November 21, 2003





'Master' delivers on its lessons


Genius resists explanation, least of all by geniuses themselves. So why should we listen to the erratic, self-indulgent Maria Callas, who leads Terrence McNally's "Master Class" with all the delicacy of a drill sergeant?


Put another way: Did Callas' otherworldly brilliance at the midcentury height of her operatic career make her an authority on her art, outside the practice of it?


The answer provided by McNally's alternately riveting and maddening play, which premiered locally at the Mark Taper Forum in 1995, is a resounding yes and no. In director Simon Levy's handsome, intimate revival, we see the play anew as an impassioned demonstration of how inseparable a great practitioner's art is from herself. She is her art, in essence, and that not only can't be taught--it can barely be understood.
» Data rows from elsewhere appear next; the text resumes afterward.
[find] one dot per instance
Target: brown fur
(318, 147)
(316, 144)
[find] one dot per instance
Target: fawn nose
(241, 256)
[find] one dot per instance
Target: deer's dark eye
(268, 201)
As Callas, Karen Kondazian embodies this irreducibly personal vision down to her toes. A diva in her own right, Kondazian nails the role's sweeping hauteur and catty humor. More importantly, she plumbs both extremes of Callas' emotional journey, from the ecstasy of her world-beating success to the abject depths of her misbegotten love life.
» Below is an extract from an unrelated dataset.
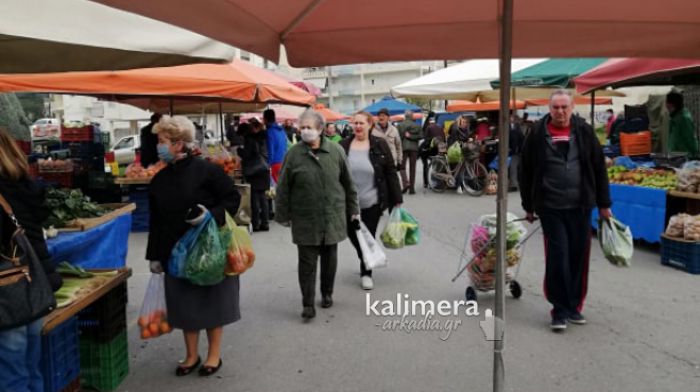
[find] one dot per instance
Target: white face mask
(310, 135)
Levy has mixed success with the students who bravely face the master's abuse: Danielle Nice sings better than she acts, Terence Jay vice versa. Achieving the right balance of character and vocal prowess is nervy Hila Plithmann as a soprano bullied into a fiery rendition of an aria from "Macbetto." When she turns the anger back on her domineering teacher, Callas admits feebly, "Maybe this teaching has been a mistake." She's only half right. This "Master Class" may be tough on its ostensible students, but for us it proves a wrenching, cathartic life lesson.